This pipeline enables efficient text summarization for applications such as news digests, document analysis, and content curation.

In [4]:
hf_model_cache = pipeline("summarization", model=hf_reference)
# hf_model_local = pipeline("summarization", model=f"models/{hf_reference.split('/')[1]}")

config.json:   0%|          | 0.00/1.58k [00:00<?, ?B/s]

model.safetensors:   0%|          | 0.00/1.63G [00:00<?, ?B/s]

KeyboardInterrupt: 

# Summarizing Cricket News with BART

This code uses the BART-large-CNN model to generate a concise summary of a cricket news article about Team India and captain Rohit Sharma.

## Input Article Content

The text describes:
- Team India's poor performance in the Border-Gavaskar Trophy against Australia
- Potential leadership changes with Rohit Sharma's captaincy under scrutiny
- Reports of a senior player positioning himself as an interim captain
- Rohit's struggling batting form and potential career decisions

## Summarization Configuration

- **Model**: facebook/bart-large-cnn (via the hf_model_cache pipeline)
- **Parameters**:
  - `do_sample=False`: Uses greedy decoding for deterministic output
  - Default max_length (typically 142 tokens or ~100 words)

## Additional Notes

- The commented line shows an alternative approach to dynamically set the summary length
  - Would limit the summary to approximately 1/4 of the word count of the original text
  - Uses `len(txt.split(" "))` to count words, though variable `txt` is undefined (should be `text`)

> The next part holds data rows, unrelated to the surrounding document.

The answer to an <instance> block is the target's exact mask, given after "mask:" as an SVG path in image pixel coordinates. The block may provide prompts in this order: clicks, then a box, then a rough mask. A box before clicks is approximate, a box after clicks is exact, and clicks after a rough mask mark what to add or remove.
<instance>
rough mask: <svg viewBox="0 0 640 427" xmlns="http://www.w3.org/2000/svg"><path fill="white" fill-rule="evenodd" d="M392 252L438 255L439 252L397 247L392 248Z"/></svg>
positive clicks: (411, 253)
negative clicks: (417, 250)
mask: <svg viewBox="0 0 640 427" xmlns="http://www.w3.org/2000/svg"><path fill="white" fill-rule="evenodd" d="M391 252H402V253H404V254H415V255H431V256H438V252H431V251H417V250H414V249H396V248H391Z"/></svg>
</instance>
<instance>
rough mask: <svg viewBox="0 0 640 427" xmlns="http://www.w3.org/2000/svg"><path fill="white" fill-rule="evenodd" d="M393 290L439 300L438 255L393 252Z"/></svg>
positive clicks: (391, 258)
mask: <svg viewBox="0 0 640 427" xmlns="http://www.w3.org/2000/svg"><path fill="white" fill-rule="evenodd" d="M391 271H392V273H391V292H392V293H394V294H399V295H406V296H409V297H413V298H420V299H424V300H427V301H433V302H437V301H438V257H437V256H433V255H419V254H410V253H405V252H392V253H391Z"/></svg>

- The summarized result is stored in the `result` variable but not printed in this code snippet

This demonstrates how the BART model can condense news articles while preserving the key information about team performance and leadership issues.

In [None]:
text = '''
Team India's below-par performance in the Border-Gavaskar Trophy could see big changes in the team and the leadership group. Rohit Sharma's captaincy is under the scanner and the selectors could take a call on him if India fail to reach the World Test Championship final. He has also struggled with the bat and only managed 31 runs in the ongoing series.
Amid India's poor performance in Australia, the Indian Express has reported that a senior player is portraying to be 'Mr Fix-it." The report states that the senior player is ready to project himself as an interim option for captaincy as he isn't convinced about the young players. The report doesn't mention the name of the senior player.
The report adds that Rohit may take a call about his career after the Border-Gavaskar Trophy. He made his ODI and T20I captaincy debut in 2007. Rohit made his Test debut in 2013.
'''

# Summarize the text
# print(hf_model_cache(text, max_length=100, do_sample=False))
result=hf_model_cache(text,  do_sample=False)



In [None]:
len("Rohit Sharma's captaincy is under the scanner and the selectors could take a call on him if India fail to reach the World Test Championship final. He has also struggled with the bat and only managed 31 runs in the ongoing series. The report doesn't mention the name of the senior player.")

In [None]:
print(len(text), len(result[0]['summary_text']))
print(result)


# Serialize and Save Model Information from Hugging Face Hub


This code demonstrates how to retrieve, serialize, and save detailed model information from the Hugging Face Hub:

1. **Serialization Function**: The `serialize_object()` function handles complex objects recursively:
   - Converts datetime objects to ISO format strings
   - Transforms objects with `__dict__` attributes into dictionaries
   - Processes nested lists and dictionaries
   - Preserves primitive data types

2. **API Interaction**: Creates an instance of the Hugging Face API client

3. **Model Information**: Fetches comprehensive metadata about the specified model using `api.model_info()`

4. **File Operations**: 
   - Extracts the model name from the reference path
   - Creates a JSON file named after the model
   - Serializes the model information and writes it to the file

This allows for local storage of model metadata for later reference or analysis, particularly useful for model governance, versioning, and documentation purposes.


In [None]:
def serialize_object(obj):
    """
    Helper function to serialize custom objects like EvalResult.
    Converts objects with __dict__ attribute to dictionaries and handles datetime objects.
    """
    if isinstance(obj, datetime):
        return obj.isoformat()  # Convert datetime to ISO 8601 string
    elif hasattr(obj, "__dict__"):
        return {key: serialize_object(value) for key, value in obj.__dict__.items()}
    elif isinstance(obj, list):
        return [serialize_object(item) for item in obj]
    elif isinstance(obj, dict):
        return {key: serialize_object(value) for key, value in obj.items()}
    else:
        return obj  # Return the value as-is for primitive types

api = HfApi()
with open(f"models/{hf_reference.split('/')[1]}.json", "w") as json_file:
    json_file.write(json.dumps(serialize_object(api.model_info(hf_reference))))